Typisch »Großstadtfotografin« halt. Heutzutage nennt sich auch jeder Fotograf, der ein gut belichtetes Selfie hinbekommt. Habe bei der Generation schon Angst um meine Rente!

 

Modelmagnet_69

Keine Ahnung, wieso man sie wichtig genug findet, um sie überhaupt zum Thema zu machen, aber vielleicht wäre die Fotografin besser vor der Kamera aufgehoben. Hübsch anzusehen ist sie ja ;) Ps: Meld dich bei mir, wenn du mal ein anderes Gerät in den Händen haben willst.

 

Karen1965

Armes Deutschland! Das passiert, wenn man jemandem ohne Talent eine Plattform gibt, nur um die Ausländerquote zu erfüllen. Diese andauernde gezwungene Diversität. War schon bei Topmodel ein einziger Albtraum. Wenn ihr dabei sein wollt, seid doch bitte auch gut genug. Wenn nicht, es gibt ja noch EUER Land dafür ;)

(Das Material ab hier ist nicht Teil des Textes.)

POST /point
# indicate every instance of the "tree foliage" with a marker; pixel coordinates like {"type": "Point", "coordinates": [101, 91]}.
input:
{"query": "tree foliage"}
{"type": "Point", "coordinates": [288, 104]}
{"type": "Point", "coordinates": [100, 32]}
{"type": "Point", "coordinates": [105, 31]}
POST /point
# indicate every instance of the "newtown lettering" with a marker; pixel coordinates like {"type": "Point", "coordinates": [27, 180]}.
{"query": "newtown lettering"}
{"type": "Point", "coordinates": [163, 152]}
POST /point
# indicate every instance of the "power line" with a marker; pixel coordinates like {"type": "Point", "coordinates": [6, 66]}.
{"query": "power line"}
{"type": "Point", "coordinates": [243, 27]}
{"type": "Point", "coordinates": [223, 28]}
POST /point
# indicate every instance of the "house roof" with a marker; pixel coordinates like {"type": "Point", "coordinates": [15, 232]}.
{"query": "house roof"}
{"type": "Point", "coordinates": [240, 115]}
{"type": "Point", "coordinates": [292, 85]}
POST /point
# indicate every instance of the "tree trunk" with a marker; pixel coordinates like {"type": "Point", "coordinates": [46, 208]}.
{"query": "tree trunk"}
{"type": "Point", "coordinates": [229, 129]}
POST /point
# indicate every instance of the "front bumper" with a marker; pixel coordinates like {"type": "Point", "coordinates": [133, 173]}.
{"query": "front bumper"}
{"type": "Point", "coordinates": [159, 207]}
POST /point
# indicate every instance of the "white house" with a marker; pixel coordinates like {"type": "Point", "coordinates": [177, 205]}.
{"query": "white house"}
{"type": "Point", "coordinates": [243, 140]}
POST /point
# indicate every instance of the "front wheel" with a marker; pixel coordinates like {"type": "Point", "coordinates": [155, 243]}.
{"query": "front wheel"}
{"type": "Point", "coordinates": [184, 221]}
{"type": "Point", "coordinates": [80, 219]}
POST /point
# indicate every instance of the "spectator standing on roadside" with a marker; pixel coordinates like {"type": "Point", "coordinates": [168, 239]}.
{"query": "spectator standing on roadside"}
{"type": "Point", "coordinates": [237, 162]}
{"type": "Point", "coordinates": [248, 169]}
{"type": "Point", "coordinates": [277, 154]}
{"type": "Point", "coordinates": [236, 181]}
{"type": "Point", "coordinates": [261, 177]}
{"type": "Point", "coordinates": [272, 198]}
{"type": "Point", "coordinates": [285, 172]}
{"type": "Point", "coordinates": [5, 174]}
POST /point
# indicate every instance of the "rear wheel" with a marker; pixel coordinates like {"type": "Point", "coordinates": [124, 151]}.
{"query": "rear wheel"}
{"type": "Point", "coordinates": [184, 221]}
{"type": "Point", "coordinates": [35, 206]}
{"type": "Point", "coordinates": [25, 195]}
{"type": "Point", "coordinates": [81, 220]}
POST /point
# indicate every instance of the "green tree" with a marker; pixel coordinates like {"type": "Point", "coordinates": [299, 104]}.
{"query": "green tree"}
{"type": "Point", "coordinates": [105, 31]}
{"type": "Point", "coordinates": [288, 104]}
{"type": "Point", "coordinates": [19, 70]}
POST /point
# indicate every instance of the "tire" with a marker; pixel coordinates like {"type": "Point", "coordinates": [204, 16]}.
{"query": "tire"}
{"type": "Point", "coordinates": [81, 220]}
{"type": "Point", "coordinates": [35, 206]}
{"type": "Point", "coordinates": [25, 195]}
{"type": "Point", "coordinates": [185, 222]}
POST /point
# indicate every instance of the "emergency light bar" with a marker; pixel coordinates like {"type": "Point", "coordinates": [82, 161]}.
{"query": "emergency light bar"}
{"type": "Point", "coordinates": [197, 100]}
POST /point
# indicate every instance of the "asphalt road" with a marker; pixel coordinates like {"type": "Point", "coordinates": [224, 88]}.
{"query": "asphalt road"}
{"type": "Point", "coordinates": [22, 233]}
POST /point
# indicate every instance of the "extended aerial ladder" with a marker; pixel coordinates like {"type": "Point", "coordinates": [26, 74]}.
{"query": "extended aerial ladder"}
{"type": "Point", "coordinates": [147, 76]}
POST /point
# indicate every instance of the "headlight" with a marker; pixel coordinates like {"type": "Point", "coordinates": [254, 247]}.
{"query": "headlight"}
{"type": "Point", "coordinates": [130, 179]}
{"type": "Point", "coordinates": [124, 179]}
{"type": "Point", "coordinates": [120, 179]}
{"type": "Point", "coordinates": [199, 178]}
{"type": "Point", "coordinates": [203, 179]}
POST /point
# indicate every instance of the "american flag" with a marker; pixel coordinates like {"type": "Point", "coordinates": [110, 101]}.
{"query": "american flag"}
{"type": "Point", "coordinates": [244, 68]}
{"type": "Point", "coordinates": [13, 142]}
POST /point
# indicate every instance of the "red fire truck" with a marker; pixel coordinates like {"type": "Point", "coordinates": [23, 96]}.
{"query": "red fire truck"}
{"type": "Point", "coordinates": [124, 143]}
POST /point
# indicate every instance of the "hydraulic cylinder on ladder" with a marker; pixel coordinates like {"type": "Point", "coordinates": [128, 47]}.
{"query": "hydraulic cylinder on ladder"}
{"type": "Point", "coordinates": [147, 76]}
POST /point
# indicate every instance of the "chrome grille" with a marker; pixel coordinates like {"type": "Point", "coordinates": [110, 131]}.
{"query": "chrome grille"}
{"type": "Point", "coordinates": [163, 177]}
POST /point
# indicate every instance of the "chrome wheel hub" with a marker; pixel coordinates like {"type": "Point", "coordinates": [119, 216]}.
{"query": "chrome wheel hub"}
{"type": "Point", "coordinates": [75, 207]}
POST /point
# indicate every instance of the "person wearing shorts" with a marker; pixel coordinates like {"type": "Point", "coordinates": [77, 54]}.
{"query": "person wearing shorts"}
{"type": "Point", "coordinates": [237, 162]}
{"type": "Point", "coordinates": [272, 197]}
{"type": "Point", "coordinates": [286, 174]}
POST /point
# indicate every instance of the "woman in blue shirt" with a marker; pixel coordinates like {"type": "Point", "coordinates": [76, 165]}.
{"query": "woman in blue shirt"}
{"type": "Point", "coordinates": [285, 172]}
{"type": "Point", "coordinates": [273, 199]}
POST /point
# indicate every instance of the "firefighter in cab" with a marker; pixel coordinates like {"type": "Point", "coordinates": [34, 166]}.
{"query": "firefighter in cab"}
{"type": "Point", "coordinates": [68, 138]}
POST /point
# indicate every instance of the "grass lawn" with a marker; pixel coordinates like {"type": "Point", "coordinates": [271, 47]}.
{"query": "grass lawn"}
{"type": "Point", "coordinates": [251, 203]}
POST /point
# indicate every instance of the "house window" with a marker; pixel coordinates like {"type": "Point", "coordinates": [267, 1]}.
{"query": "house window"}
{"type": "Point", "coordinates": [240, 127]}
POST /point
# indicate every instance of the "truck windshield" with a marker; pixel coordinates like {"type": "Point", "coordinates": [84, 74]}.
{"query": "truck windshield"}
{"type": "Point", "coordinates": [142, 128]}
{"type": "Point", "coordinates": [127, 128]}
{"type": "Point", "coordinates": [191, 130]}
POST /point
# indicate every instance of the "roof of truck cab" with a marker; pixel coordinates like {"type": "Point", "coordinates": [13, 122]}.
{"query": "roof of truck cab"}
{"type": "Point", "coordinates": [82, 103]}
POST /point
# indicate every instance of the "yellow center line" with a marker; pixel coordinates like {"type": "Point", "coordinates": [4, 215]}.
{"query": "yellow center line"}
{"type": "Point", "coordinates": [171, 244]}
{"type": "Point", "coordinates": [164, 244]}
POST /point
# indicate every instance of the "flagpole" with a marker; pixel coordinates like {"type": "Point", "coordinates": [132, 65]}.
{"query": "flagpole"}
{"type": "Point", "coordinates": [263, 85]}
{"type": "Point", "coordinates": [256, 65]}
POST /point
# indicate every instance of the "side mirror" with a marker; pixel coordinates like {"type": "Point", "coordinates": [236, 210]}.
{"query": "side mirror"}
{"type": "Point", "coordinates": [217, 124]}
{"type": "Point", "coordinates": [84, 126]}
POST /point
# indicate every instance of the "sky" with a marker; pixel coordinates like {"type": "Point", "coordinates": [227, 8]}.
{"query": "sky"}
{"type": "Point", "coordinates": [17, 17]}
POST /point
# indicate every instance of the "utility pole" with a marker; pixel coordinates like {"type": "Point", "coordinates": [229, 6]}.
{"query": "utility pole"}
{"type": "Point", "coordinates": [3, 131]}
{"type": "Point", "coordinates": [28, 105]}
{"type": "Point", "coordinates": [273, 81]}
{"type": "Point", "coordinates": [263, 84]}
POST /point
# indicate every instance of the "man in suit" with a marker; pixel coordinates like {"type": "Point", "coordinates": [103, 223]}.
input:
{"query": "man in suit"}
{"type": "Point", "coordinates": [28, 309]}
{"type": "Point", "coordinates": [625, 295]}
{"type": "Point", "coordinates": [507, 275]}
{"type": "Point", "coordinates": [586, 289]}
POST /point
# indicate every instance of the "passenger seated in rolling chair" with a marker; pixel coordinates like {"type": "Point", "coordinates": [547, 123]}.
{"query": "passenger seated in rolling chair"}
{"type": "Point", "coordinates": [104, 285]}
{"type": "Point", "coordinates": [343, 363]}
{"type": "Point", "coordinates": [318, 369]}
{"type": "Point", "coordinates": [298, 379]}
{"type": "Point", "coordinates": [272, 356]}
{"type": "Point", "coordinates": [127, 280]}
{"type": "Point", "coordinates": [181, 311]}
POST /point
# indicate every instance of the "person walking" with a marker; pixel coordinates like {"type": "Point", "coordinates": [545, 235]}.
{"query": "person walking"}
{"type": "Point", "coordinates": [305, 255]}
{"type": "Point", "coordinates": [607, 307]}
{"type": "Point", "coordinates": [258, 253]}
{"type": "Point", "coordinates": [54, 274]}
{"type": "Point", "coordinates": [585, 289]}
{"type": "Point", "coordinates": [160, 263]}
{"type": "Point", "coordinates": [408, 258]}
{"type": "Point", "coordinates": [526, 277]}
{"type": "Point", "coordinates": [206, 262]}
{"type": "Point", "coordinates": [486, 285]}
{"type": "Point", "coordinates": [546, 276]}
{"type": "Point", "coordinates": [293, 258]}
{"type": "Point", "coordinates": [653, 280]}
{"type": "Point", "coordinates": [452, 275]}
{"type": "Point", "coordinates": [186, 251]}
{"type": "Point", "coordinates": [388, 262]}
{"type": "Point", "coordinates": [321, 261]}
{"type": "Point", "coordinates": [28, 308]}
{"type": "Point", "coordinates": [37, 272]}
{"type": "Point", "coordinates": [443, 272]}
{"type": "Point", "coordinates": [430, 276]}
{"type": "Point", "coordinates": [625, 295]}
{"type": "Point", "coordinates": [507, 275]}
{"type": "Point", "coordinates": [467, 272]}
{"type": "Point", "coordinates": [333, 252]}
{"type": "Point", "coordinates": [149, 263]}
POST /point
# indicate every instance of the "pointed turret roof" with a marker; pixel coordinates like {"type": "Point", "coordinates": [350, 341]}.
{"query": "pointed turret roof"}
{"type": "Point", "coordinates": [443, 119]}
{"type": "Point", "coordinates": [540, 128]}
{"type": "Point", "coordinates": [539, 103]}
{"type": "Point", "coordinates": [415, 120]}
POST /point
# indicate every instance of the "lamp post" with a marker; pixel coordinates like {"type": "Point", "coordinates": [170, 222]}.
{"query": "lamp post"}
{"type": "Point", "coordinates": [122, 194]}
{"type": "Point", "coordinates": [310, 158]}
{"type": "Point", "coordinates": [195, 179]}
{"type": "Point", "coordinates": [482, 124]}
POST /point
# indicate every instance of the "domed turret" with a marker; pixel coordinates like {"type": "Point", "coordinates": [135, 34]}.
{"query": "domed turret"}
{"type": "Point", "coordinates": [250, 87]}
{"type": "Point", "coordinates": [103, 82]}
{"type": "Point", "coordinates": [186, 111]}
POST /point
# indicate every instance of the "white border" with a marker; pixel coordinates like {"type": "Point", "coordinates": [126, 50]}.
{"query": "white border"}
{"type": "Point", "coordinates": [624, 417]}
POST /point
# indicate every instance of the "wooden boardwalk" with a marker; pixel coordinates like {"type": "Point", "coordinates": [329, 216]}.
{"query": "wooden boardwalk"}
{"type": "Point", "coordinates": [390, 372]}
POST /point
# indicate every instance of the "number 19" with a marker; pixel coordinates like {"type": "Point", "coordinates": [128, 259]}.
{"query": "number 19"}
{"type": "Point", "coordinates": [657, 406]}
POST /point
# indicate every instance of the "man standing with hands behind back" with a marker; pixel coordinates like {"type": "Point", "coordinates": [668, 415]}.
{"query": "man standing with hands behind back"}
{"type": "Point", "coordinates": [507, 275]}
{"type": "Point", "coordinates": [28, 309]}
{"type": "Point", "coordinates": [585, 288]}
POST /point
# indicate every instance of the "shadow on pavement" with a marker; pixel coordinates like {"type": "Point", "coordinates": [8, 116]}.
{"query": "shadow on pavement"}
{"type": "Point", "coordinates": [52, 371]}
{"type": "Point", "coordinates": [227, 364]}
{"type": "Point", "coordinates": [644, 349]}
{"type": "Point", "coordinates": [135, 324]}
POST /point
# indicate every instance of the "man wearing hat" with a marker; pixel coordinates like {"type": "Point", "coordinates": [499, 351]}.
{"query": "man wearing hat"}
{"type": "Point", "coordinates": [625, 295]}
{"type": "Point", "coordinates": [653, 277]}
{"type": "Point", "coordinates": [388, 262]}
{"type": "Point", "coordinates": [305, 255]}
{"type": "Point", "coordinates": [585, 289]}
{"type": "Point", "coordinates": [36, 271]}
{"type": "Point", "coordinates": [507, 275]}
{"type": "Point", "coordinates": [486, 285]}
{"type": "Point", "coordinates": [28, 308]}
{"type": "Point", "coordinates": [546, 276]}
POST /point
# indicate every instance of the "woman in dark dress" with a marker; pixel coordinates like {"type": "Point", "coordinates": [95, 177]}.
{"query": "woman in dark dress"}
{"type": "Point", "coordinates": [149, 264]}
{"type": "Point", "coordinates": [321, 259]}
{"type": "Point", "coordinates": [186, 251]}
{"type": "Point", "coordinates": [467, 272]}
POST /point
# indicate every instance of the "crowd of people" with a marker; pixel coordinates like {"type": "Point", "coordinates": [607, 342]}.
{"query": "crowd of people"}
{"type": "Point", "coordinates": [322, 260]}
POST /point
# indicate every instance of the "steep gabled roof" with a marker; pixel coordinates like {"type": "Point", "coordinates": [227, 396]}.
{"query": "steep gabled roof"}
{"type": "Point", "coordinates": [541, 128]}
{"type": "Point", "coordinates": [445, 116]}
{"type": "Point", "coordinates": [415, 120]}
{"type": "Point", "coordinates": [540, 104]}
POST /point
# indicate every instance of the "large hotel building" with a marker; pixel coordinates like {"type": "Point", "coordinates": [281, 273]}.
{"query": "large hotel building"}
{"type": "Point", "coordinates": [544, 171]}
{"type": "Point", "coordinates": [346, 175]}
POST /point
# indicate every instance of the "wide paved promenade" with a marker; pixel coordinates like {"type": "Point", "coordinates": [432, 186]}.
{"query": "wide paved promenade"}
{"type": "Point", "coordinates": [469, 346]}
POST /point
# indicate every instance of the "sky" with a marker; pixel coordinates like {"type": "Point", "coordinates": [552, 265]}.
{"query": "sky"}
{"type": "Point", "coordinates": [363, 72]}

Meine Hand krallt sich schmerzhaft um das Plastik, hinter meinen Augen beginnt es zu brennen. Innerhalb weniger Sekunden ist mein Hals verstopft und staubtrocken, als müsste ich einen Fellball auswürgen, um wieder ungehindert Zugang zu Sauerstoff zu erhalten. Mein Puls schießt alarmierend in die Höhe, und winzige schwarze Punkte trüben meine Sicht. Seit diese Kommentare ihren Weg unter meine Instagrambeiträge, in meine Privatnachrichten und in mein E-Mail-Postfach gefunden haben, leben sie hinter meiner Stirn. Hunderte Stimmen, die mir zu jedem Zeitpunkt zuschreien, wie scheiße ich bin. Und ich tue nichts, als zuzusehen, wie sich ihre Beleidigungen in meine verdammte Existenz brennen. Den Rest der Zeit verbringe ich anschließend damit, mich auffällig oft zu fragen, wann ich in diese seltsame Abwärtsspirale geraten bin. Am Anfang ging es schließlich nur um die mangelnde Qualität meiner Fotos – bis es einen Wimpernschlag später um mein Aussehen, meine Herkunft und meine Erziehung ging. Es ist so schlimm geworden, dass ich die ganzen Nachrichten in Kategorien einteilen musste, um das Ganze zu überstehen.

Kategorie 1: Es zwickt ein wenig. Teilweise konstruktiv, teilweise beleidigend.

Kategorie 2: Gemein und kein bisschen konstruktiv. Am besten nicht mehr als drei an einem Tag lesen – und auf keinen Fall auf leeren Magen.

Kategorie 3: Schlimm. Viel zu schlimm. Am besten im hintersten Teil meines Kopfes vergraben, dort, wo die ganzen anderen Dinge, die mich sonst panisch werden lassen, ihre letzte Ruhe gefunden haben.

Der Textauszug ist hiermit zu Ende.